The Play About The Naked Guy


So I went to the first preview of my play last night (yes, in between bartending at West Bank Cafe and blogging shows I also write plays). I'm pretty gosh darn farking proud of it. Consider this your official invite. For more info and tickets click on the hyperlink as though you've never clicked on a hyperlink before. http://productions.eatheatre.net/listing.php?id=15


xodb

Sunday, February 03, 2008

The Wild Party

photo: Jennifer Maufrais Kelly

The Gallery Players' production of Andrew Lippa's The Wild Party isn't dark and dirty enough; without carnal excitement and a measure of danger in the air, the show becomes a long evening. There is good choreography, and some of the performers make a strong impression (Julie Cardia brings a touch of world-weary to Kate, and Tauren Hagans knocks the "Lesbian Love Affair" number out of the park) but the leads - appealing performers both who do well with the songs - don't convince as knocked-about rough-sex boozers and they don't have chemistry together. Without that, the party never gets started.

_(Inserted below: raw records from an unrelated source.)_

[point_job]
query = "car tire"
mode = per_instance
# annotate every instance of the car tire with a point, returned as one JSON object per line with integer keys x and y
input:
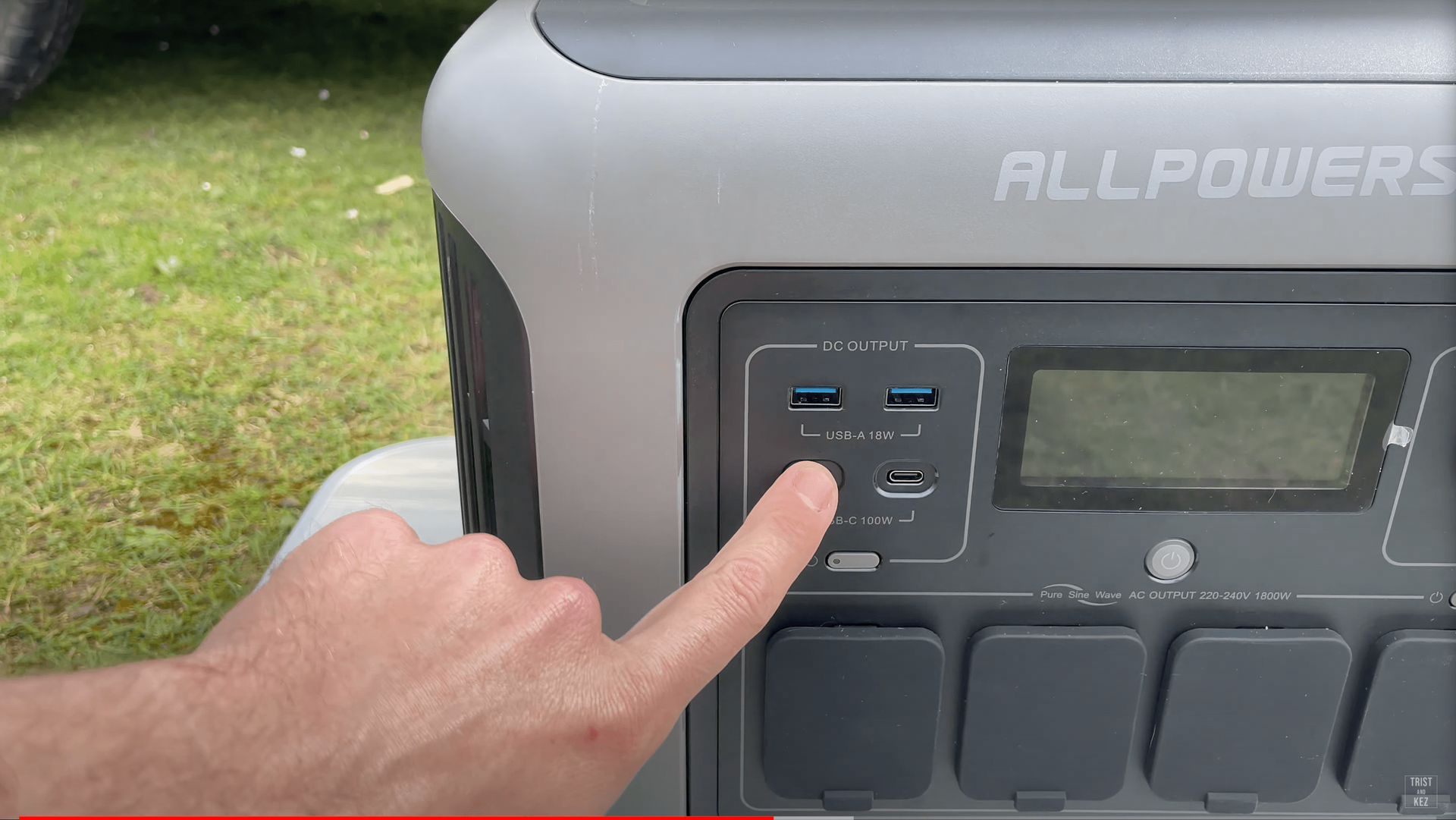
{"x": 34, "y": 36}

Saturday, February 02, 2008

Betrayed

Photo/Carol Rosegg

That George Packer succeeds so well as a journalist-turned-first-time-playwright is a tribute to how rich and powerful the source material for Betrayed is. The number of Iraqi dead is always glossed over, especially as we try to avoid mentioning how many US troops have actually died, but that's not even considering how badly we've screwed some of the Iraqis who would help us. What Packer's play manages to do is show the ridiculous dichotomy of the Red Zone/Green Zone division of Iraq and the lack of real information that brings the government, and it does so through the idealism of Bill Prescott (Mike Doyle), a young US agent, and his three Iraqi co-workers: polite, Metallica-loving Laith (Sevan Greene); pessimistic, necessity-driven Adnan (Waleed F. Zuaiter); and the liberal, intelligent woman, Intisar (Aadya Bedi). The tragedies in this play are true, and therefore even harsher, and given the excellent acting, these human faces are even harder to ignore than when they were inked in The New Yorker. Pippin Parker's direction for the Culture Project is clear and crisp -- if it is a little too methodical, that's forgiven, along with Packer's lazy exposition, in the attempt to bring a powerful message back home.